Più netta invece la posizione di Vincent, che sostiene invece che l’uomo si limiterà a “nutrire” ed educare le IA. L’uomo, per Vincent, è un essere intelligente… Che non ha più bisogno di essere intelligente, dal momento in cui le IA possono esserlo al suo posto. Infatti la IA commette errori e l’uomo si limita a spiegarle dove ha sbagliato, così la macchina imparerà e automigliorerà fino ad arrivare a livelli significativi di indipendenza dall’uomo e, probabilmente, riuscirà a superarlo presto.

Per Quintarelli, invece, l’uomo sarà ancora più importante nell’epoca tecnologica: con la mole imponente di informazioni che le IA acquisiranno e grazie a tecnologie come l’IoT, avremo bisogno di essere più intelligenti per capire come interpretare tali informazioni e cosa farne. Inoltre dovremo creare sistemi ancora più complessi e tecnologie avanzate, quindi tutto rimarrà nelle nostre mani.

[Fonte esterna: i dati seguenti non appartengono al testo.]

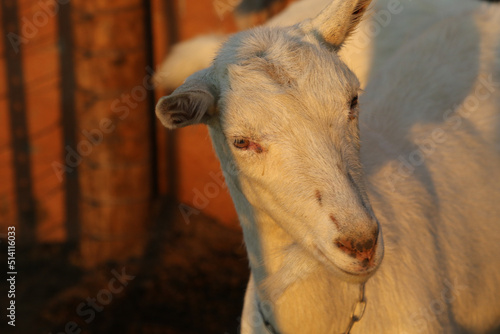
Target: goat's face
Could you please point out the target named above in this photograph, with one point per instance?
(282, 109)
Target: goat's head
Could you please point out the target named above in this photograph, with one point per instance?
(282, 108)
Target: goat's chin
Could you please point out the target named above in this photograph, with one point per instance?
(345, 274)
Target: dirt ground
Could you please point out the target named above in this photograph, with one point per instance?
(191, 279)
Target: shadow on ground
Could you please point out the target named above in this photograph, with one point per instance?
(191, 280)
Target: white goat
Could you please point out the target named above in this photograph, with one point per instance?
(282, 111)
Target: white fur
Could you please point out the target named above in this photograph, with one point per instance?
(430, 159)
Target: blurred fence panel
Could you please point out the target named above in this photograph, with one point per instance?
(82, 157)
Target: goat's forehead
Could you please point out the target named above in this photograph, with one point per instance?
(270, 79)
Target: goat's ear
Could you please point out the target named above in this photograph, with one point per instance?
(337, 21)
(191, 103)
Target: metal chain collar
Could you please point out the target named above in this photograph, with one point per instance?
(358, 310)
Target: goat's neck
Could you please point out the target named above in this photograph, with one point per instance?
(292, 288)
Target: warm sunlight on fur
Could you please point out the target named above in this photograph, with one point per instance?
(401, 191)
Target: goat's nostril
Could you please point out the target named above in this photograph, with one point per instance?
(363, 251)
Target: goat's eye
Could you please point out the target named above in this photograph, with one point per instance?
(353, 113)
(241, 143)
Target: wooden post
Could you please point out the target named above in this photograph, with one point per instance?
(114, 121)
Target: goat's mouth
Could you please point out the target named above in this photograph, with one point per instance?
(355, 274)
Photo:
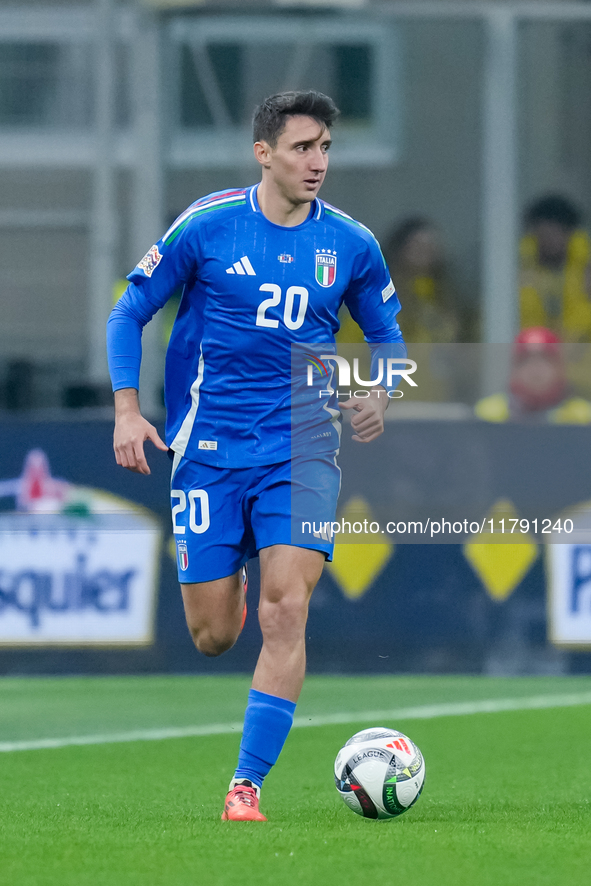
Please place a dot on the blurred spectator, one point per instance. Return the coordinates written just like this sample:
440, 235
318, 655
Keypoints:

Quali aree lavorative saranno rimpiazzate dalle IA?

Emilia Garito ritiene che vi siano aree nelle quali è ancora difficile sostituire la mente umana, come il money management, il risk management, la customer care.

Secondo Arnaud Vincent, invece, ciascuno di noi deve già chiedersi: “Il mio lavoro verrà rimpiazzato da una IA nei prossimi 5-10 anni?”. Ogni impiego che si basa su intelligenza e conoscenza sarà infatti svolto da macchine. “È come la rivoluzione industriale: molte persone che apportavano un valore in fabbrica”, dice Vincent, “Sono state rimpiazzate”.